Homilia da Peregrinação Nacional de Acólitos - 01.05.2019 | Diocese Bragança-Miranda

Da Missa à Missão - o desafio para os Acólitos

Fátima, 1.5.2019

 

1. Da bênção ao bendizer

Segundo S. Lucas, a missão dos discípulos no momento da Ascensão de Jesus começa com a bênção do Ressuscitado e com o louvor no templo, ou seja, o bendizer a Deus, conforme a conclusão do Evangelho.  O Evangelho de Lucas termina onde começou, no Templo.

Também nós que servimos os mistérios da Páscoa no altar, terminamos onde começamos, para testemunhar em todos os lugares a coragem da fé em Jesus Cristo. A bênção, significa que Deus diz bem de nós. E nós, dizemos bem de Deus? Bendizer, que então significar que dizemos bem de Deus a Ele e uns aos outros e também temos de dizer bem uns dos outros.

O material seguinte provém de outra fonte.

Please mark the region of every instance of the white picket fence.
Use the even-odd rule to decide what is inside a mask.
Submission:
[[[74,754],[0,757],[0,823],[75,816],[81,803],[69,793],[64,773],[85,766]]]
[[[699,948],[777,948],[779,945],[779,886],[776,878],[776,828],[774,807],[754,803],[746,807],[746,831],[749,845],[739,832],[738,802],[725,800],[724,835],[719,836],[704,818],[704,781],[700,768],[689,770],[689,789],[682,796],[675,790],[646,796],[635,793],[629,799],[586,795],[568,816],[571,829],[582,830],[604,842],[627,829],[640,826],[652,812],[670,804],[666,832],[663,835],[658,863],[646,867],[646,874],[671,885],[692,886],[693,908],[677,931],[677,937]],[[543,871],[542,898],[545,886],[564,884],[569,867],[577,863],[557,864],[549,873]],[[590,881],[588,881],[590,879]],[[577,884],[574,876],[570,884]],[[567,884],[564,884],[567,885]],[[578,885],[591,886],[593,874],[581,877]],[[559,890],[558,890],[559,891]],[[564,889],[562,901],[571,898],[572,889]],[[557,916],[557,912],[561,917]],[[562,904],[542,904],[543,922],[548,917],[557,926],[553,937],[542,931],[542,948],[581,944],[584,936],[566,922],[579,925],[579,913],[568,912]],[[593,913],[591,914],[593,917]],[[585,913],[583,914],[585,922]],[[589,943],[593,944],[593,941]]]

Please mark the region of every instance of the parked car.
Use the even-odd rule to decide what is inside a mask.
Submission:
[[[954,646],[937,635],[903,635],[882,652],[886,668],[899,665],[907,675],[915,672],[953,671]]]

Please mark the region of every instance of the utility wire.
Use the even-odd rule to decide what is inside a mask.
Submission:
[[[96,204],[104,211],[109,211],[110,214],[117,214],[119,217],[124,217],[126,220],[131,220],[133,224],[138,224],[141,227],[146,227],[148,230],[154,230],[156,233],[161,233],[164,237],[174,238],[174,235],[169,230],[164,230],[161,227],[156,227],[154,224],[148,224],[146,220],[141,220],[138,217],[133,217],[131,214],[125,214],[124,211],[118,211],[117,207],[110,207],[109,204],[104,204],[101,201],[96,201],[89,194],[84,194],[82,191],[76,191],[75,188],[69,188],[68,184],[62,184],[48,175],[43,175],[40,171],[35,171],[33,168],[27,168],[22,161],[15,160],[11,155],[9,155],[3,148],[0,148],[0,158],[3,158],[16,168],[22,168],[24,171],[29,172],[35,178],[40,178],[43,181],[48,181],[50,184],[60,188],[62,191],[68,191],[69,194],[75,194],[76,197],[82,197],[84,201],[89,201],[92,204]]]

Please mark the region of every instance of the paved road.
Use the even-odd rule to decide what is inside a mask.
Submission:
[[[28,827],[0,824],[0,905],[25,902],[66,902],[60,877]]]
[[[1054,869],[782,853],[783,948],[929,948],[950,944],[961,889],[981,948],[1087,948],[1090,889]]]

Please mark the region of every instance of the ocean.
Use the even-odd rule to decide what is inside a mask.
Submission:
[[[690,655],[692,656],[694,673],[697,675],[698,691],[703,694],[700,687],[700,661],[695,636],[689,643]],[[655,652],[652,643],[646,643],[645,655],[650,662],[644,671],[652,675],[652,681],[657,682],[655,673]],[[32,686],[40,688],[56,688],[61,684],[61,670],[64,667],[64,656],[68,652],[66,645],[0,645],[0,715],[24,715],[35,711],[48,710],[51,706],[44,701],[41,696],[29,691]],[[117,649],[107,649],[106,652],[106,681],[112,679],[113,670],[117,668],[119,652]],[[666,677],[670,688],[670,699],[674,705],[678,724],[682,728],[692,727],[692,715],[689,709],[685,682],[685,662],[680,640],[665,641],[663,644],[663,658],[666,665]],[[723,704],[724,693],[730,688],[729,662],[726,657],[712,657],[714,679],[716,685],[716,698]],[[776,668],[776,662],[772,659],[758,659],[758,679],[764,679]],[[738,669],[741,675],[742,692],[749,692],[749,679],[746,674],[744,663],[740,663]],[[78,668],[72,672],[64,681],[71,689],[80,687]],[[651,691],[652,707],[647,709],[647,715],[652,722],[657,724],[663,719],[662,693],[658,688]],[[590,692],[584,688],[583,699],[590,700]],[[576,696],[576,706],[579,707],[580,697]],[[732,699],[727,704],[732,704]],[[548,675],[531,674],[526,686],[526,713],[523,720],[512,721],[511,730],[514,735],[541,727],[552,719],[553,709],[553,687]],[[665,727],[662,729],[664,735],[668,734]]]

Quem verdadeiramente encontrou Cristo e se encontrou com Ele, tem de O anunciar e testemunhar na simplicidade do quotidiano. Esta é a seriedade simples e bela da Liturgia. A Igreja que anuncia a Palavra, que celebra a Liturgia, é a mesma Igreja “em saída”. Podemos, com efeito, dizer que sem Liturgia não há Missão. O dinamismo divino-humano carateriza a Liturgia, festejando a vida quotidiana.

2. Da Missa à Missão

A Igreja vive da Liturgia. Esta é a sua dimensão decisiva, não exclusiva. A Liturgia é a primeira escola da fé e da vida espiritual. Nela, deixamos de falar sobre Deus, para falarmos a Deus e agirmos em Deus.

De facto, prontamente os fiéis compreenderam a influência profunda que a celebração eucarística exercia sobre o seu estilo de vida. Contudo, perguntamos: a Liturgia é vivida como a primeira e fundamental escola e experiência de oração e de missão?

A Liturgia não se ensina, o que não significa que não se possa compreender. Contudo, a Liturgia experimenta-se, porque pertence à ordem da Iniciação Cristã. Queres conhecer a Luz da eterna Luz da Páscoa na Liturgia? Celebra-a.

3. Da Missão à Coragem da Esperança

A liturgia da Vigília Pascal canta eloquentemente a firmeza da Esperança, a graça das graças: «Nesta noite de graça,aceitai, Pai santo, este sacrifício vespertino de louvor,que, na solene oblação deste círio,pelas mãos dos seus ministros Vos apresenta a santa Igreja».

O Papa Francisco na sua mensagem para o 56º dia mundial de oração pelas vocações, convoca-nos para a evangelização e diz-nos: «queridos amigos, nem sempre é fácil discernir a própria vocação e orientar justamente a vida. Por isso, há necessidade dum renovado esforço por parte de toda a Igreja – sacerdotes, religiosos, animadores pastorais, educadores – para que se proporcionem, sobretudo aos jovens, ocasiões de escuta e discernimento. Há necessidade duma pastoral juvenil vocacional que ajude a descobrir o projecto de Deus, especialmente através da oração, meditação da Palavra de Deus, adoração eucarística e direção espiritual».

No centenário da morte de S. Francisco Marto, o “Pastorinho de Fátima” e o patrono dos acólitos portugueses, recordamos o amor que ele tinha à celebração e adoração Eucarísticas e como vivia o ardor missionário no seu coração e testemunhava com coragem e confiança, juntamente com a Jacinta e Lúcia, o que tinham visto e ouvido.

Igualmente o venerável Carlo Acutis, um adolescente italiano de 15 anos, que peregrinou como nós aqui ao santuário de Nossa Senhora de Fátima e partiu para a Páscoa eterna em 2006, viveu discípulo missionário em comunhão e dizia muitas vezes: «A Eucaristia, a minha autoestrada para o céu».

A coragem de arriscar pelo Evangelho nos conduza sempre do serviço na missa ao serviço da missão na Igreja e no mundo, porque a despedida em cada celebração é um envio em missão, para que peregrinos «na fé e na esperança, possamos irradiar no mundo a confiança e a alegria» (OE V/B).